---
title: 'Displaying data: R code for Chapter 2 examples'
author: "Michael Whitlock and Dolph Schluter"
date: "February 1, 2017"
output:
html_document:
toc: yes
toc_depth: 3
word_document: default
---
_Note: This document was converted to R-Markdown from [this page](http://whitlockschluter.zoology.ubc.ca/r-code/rcode02), with modifications, by M. Drew LaMar. You can download the R-Markdown [here](https://qubeshub.org/collections/post/989/download/chap02.Rmd)._
Download the R code on this page as a single file [here](http://whitlockschluter.zoology.ubc.ca/wp-content/rcode/chap02.r)
-----
## New methods
Hover over a function argument for a short description of its meaning. The variable names are plucked from the examples further below.
**Read data** from a comma-separated (.csv) file into a data frame. R will take columns having only numbers and make them numeric variables in the data frame. Columns having characters will be converted to factor variables, rather than to character variables.
> locustData <- read.csv(chap02f1_2locustSerotonin.csv)
**Inspect data in a data frame.** The `head` function shows the first few lines of the data frame to confirm the data was read properly. The `nrow` function indicates the number of cases (rows) in the data frame.
> head(locustData)
nrow(locustData)
**Basic strip chart** relating a numeric variable to a categorical variable:
> stripchart(serotoninLevel ~ treatmentTime, data = locustData, method = "jitter", vertical = TRUE)
**Frequency table or contingency table:**
> table(tigerData$activity)
**Bar graph** for count data:
> barplot(tigerTable, ylab = "Frequency", cex.names = 0.5)
**Histogram** for a numeric variable:
> hist(birdAbundanceData$abundance, right = FALSE)
**Scatter plot** showing association between two numeric variables:
> plot(sonAttractiveness ~ fatherOrnamentation, data = guppyFatherSonData)
**Other new methods:**
* Multiple-histogram plot.
* Line plot.
* Load an R package.
* Set the desired ordering of categories of a factor variable in tables and graphs.
## Plotting cheatsheet
These tables were created by M. Drew LaMar, based on ones at the end of Chapter 2 of Whitlock & Schluter's textbook.

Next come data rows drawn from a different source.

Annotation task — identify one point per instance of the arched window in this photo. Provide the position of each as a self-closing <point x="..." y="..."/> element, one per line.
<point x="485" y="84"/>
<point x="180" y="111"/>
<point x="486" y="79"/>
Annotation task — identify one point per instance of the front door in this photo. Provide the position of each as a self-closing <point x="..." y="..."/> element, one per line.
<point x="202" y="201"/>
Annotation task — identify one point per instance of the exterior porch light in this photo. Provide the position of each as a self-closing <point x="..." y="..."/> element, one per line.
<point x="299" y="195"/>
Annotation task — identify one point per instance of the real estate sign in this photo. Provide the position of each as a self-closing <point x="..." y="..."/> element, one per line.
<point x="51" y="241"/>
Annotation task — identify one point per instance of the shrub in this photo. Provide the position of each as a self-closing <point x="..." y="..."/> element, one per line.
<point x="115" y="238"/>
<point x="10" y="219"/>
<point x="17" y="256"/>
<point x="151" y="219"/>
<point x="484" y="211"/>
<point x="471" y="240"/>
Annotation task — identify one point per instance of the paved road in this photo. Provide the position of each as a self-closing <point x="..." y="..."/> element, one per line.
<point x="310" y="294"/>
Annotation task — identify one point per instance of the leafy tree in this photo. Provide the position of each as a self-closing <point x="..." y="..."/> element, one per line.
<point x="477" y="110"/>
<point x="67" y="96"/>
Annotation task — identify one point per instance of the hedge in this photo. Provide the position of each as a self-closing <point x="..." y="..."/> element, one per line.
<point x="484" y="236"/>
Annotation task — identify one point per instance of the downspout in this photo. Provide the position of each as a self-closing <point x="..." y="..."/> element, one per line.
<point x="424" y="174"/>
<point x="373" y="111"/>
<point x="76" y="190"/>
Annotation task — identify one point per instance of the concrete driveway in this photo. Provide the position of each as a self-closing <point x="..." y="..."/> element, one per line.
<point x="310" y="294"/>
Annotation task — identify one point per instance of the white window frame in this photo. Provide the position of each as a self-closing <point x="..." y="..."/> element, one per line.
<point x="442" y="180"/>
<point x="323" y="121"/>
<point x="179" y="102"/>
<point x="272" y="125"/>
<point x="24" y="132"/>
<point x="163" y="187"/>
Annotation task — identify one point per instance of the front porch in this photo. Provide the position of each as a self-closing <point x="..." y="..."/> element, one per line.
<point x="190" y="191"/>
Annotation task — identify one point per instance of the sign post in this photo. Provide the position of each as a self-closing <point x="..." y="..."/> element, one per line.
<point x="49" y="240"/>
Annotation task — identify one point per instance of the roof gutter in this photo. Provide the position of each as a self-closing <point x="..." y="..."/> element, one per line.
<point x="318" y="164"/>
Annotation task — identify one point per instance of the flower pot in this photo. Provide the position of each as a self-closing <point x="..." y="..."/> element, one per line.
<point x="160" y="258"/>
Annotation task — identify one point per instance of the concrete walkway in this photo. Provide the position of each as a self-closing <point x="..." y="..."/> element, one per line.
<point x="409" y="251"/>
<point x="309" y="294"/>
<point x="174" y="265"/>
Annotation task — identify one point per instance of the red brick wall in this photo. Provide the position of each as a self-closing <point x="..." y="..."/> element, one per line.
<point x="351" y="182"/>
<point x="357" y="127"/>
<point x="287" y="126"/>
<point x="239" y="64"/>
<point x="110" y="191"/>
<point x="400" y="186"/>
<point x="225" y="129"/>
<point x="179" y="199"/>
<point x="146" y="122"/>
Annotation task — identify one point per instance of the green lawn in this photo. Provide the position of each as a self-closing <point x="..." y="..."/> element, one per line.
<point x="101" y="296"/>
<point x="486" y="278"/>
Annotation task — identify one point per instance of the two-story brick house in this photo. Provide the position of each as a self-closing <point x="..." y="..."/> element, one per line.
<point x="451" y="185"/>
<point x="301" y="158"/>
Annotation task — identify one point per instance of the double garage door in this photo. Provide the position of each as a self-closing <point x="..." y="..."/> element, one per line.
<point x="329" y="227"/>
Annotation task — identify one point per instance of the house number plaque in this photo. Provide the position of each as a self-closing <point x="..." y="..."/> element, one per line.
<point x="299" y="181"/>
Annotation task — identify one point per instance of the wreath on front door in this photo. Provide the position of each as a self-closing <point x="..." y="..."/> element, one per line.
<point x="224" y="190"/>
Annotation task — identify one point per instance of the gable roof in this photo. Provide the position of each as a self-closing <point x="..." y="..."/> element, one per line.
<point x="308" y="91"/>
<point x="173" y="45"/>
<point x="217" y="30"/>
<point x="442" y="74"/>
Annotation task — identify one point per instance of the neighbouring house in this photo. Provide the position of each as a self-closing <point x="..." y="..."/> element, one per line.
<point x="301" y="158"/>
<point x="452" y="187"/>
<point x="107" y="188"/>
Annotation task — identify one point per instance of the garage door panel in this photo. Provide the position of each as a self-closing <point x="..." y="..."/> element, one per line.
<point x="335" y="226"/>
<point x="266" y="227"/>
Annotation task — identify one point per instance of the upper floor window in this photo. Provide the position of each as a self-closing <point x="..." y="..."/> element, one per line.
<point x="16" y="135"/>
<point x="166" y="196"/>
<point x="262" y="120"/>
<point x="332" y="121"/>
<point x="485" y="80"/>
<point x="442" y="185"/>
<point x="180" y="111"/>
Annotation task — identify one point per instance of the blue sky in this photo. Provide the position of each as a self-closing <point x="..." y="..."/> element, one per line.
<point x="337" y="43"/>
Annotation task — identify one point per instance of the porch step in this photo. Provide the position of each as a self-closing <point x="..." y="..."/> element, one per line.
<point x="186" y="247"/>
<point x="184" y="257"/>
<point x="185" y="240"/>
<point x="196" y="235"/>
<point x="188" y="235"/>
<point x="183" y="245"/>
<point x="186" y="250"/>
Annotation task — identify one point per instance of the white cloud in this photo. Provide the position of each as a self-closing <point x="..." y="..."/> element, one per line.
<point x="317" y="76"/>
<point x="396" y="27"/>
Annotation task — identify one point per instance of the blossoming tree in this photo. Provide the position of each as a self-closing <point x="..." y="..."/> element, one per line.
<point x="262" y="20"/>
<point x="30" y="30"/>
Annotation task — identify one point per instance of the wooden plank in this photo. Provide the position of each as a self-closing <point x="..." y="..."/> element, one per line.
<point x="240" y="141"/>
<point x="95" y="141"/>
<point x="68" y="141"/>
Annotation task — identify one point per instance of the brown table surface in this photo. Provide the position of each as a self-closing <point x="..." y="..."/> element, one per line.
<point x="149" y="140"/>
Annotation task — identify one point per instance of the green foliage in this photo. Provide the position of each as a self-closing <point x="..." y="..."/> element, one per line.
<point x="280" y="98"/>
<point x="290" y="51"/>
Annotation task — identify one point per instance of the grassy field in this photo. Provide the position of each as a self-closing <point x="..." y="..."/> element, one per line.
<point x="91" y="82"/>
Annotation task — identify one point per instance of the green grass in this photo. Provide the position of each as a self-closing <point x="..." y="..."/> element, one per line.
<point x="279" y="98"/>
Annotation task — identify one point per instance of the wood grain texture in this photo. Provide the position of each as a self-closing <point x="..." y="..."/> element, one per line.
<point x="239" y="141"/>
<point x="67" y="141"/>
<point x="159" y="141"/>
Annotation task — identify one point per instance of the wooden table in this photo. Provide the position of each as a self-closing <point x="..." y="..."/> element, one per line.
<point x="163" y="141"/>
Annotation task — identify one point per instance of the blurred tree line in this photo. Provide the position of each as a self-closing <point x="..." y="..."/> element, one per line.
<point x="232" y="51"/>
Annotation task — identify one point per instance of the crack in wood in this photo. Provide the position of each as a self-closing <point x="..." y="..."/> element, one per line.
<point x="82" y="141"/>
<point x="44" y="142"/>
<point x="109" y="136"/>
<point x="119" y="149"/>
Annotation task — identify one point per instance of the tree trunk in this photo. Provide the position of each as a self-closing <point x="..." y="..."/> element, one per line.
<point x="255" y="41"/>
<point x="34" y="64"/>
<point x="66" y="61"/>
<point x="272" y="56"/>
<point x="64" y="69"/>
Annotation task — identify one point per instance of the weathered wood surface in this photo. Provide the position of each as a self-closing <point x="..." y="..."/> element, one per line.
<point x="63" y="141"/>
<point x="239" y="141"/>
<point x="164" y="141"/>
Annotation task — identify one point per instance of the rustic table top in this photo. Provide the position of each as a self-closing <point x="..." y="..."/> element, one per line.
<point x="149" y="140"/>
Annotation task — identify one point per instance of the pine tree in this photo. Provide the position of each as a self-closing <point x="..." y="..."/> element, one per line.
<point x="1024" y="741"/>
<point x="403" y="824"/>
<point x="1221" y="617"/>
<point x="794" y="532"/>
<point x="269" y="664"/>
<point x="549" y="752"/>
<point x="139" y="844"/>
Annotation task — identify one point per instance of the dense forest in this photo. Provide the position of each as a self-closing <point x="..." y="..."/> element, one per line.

**Frequency distributions of univariate data**
Type of data | Graphical method | R command | Example
------------ | ---------------- | --------- | -------
Categorical | Bar graph | `barplot` | [Figure 2.1-3. Education spending (processed)](#barplot1)
" | " | " | [Example 2.2A. Deaths from tigers (raw)](#barplot2)
Numerical | Histogram | `hist` | [Figure 2.2-5. Salmon body size](#histogram)
**Showing association of bivariate data**
Type of data | Graphical method | R command | Example
--------------- | ---------------------------------- | ------------ | -------
Two numerical | Scatter plot | `plot` | [Example 2.3B. Guppy father and son comparison](#scatterplot)
" | Line plot | `plot` | [Example 2.4A. Measles outbreaks](#lineplot)
" | Map | --- | ---
Two categorical | Grouped bar graph | `barplot` | [Example 2.3A. Bird malaria](#twocat)
" | Mosaic plot | `mosaicplot` | [Example 2.3A. Bird malaria](#twocat)
Mixed | Strip chart | `stripchart` | [Example 2.3C. Human hemoglobin and elevation](#mixed)
" | Box plot | `boxplot` | [Example 2.3C. Human hemoglobin and elevation](#mixed)
" | Multiple histograms | `hist` | [Example 2.3C. Human hemoglobin and elevation](#mixed)
" | Cumulative frequency distributions | --- | ---
## Figure 2.1-2. [Locust serotonin](http://whitlockschluter.zoology.ubc.ca/wp-content/data/chapter02/chap02f1_2locustSerotonin.csv)
*__Strip chart__ of serotonin levels in the central nervous system of desert locusts that were experimentally crowded for 0 (the control group), 1, and 2 hours.*
**Read the data and store in data frame** (here named locustData). The following command uses `read.csv` to grab the data from a file on the internet (on the current web site).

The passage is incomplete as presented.